The global stock market crash induced by the coronavirus outbreak has spared none.
Cupertino-based tech giant Apple lost its trillion-dollar valuation this week, with shares tanking nearly five percent in a day.
Given the iPhone-maker's enormous valuation, even small fluctuations end up eroding several billions of dollars off its market cap. Apple is now worth $960 billion, which leaves only Microsoft ($1.03 trillion) in the coveted 13-digit valuation bracket.
Since the start of the year, Apple shares have fallen 20 percent on the NYSE.
Apple has also suffered after its supply chains were badly hit in China, where the coronavirus outbreak began. Last month, the company hinted that it might miss its revenue forecast for the March quarter.
Apple said in a statement,
"We are experiencing a slower return to normal conditions than we had anticipated. As a result, we do not expect to meet the revenue guidance we provided for the March quarter."
The iPhone-maker had earlier predicted revenues of $67 billion (up from from $63 billion in the December quarter) by the end of March 31, 2020.
Apple said that its iPhone supply chains were "constrained" in China with the closure of manufacturing units. Consumer demand has also fallen sharply with the shuttering of retail stores across the US and Europe.
Interestingly, Apple was slated to launch its India online store in January, and later set up its first physical store in Mumbai in 2020.
Both have reportedly been postponed to the middle of the year or even later to coincide with CEO Tim Cook's India visit and precede the launch of new Apple devices. Given the current scenario, with the world caught up in a huge public health crisis, the store opening could even be delayed till 2021.

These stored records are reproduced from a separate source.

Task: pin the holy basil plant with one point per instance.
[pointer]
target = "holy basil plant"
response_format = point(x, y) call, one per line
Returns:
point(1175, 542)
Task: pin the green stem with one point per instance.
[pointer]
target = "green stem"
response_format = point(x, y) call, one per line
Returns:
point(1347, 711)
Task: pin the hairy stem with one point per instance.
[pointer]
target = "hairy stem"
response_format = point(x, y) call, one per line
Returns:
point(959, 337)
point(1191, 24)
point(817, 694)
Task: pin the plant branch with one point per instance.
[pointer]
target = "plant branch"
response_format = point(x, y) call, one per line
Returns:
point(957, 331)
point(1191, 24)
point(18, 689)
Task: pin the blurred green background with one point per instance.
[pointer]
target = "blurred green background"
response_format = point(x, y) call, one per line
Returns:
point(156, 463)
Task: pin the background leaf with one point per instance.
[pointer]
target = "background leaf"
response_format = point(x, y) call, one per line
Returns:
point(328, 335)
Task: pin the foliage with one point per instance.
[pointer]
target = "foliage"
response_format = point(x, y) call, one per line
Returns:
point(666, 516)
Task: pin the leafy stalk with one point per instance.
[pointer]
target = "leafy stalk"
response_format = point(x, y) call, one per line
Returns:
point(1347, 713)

In India, Apple's market share is negligible, but it was one of the fastest-growing smartphone brands in the last quarter (Q4 2019), according to Counterpoint Research.
This growth was driven by price cuts on the iPhone XR, made possible by local manufacturing, a faster rollout of the new iPhone 11 series, and a stronger channel strategy adopted by Apple.
But only time will tell how the coronavirus crisis would impact new sales.